Many Ehlers- Danlos Patients Cannot go Numb at the Dentists

By Chris Baraniuk

Some people are resistant to local anaesthetic, meaning they must endure dental and medical procedures without such pain relief. And we’re only beginning to understand why.

Dentist numbing patient

Dentists can attempt to use different kinds of drugs, or to inject the drug into a different part of the tissue, but these workarounds are not always successful (Credit: Alamy)

To Lori Lemon, the doctors all seemed flabbergasted. She had come in to the Mayo Clinic in Jacksonville, Florida, to have a lipoma – a growth of soft fatty tissue under the skin – removed from her elbow. She needed to have the area around the lump numbed for the procedure, but that was proving inexplicably difficult.

“All the ways and all the different medications that they had at their disposal – none of them worked,” she says. Steven Clendenen, an anaesthesiologist at the clinic, confirms her story. “The nerves were flooded with local anaesthetic and at the time it didn’t work,” he recalls. Her physicians might have been surprised, but Lemon wasn’t. She’d had this problem, local anaesthetic resistance, for as long as she could remember. The first time she remembers it coming up was decades ago at the dentists, when she was about seven.

“I just kind of screamed and was in tears the whole time – Lori Lemon”

“They started working on me and I, being obedient, I just raised my hand and let ’em know, ‘I can feel this’,” she says. Another injection of the local anaesthetic had no effect. “Finally I just kind of screamed and was in tears the whole time.”

Clendenen, who had seen first-hand the effects this resistance had on his patient, decided to investigate further. He found a handful of stories scattered in the medical literature concerning strange cases where patients claimed local anaesthetic had no effect on them. It turns out that no-one really knows what’s going on in these patients – either in terms of what mechanisms cause the resistance, or what the best remedy may be. But a new genetic study of Lemon and her family may set us on the path to discovering the answer.

Alan Hakim and his colleagues at University College Hospital in London were some of the first scientists to bring these cases to light. Hakim was helping to run a clinic for people with Ehlers-Danlos Syndrome (EDS), a group of very rare genetic diseases characterised by defects in connective tissue, leading to joint hypermobility, skin that bruises easily and fatigue.

But Hakim found that some of these patients reported resistance to local anaesthesia. Instead of going numb, they were having to endure the pain. “It became obvious to us that it was a question we should ask every patient we see in the clinic,” recalls Hakim, who co-authored a short report about the findings in 2005.
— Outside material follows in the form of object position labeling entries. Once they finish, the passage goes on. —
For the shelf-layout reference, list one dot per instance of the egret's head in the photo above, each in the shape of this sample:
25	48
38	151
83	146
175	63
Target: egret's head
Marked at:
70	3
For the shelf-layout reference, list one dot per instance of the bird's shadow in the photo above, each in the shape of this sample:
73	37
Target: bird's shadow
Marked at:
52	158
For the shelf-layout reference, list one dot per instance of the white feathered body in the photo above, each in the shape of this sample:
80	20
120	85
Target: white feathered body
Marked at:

Eleven years after writing about the problem, Hakim says there has still been no formal medical investigation into the causes for local anaesthetic resistance in these cases, although there are a few theories. One hypothesis is that their tissue is slightly different from non-EDS patients and that might affect how the anaesthetic is absorbed. Local anaesthetics work by disrupting sodium channels. These channels conduct positively charged sodium ions – and with them the feeling of pain – to nerve cells. But there are still some questions over the nuts and bolts of this process. Filling in the details of that mechanism might explain why some patients find certain drugs – say, articaine instead of lidocaine – work better than others. One theory proposed for the heightened efficacy of articaine, for example, is that it is more soluble in fat (lipids) and therefore diffuses better through each nerve’s membrane.

It’s also possible that the patients’ nerves may be in slightly different places from the norm, with some evidence that dentists can overcome the problems by changing the location of the injection. Sometimes local anaesthetic is injected into the tissue under the skin, known as infiltration, and sometimes it is injected into or next to a nerve, what’s called a nerve block. In the latter case, the anaesthetic gets distributed directly to nerve cells further down the nervous system from the block. A dentist might use a nerve block if he or she is going to do a significant amount of drilling, for example, since more nerves will be affected and the anaesthetic will not have to diffuse through so much tissue to reach them.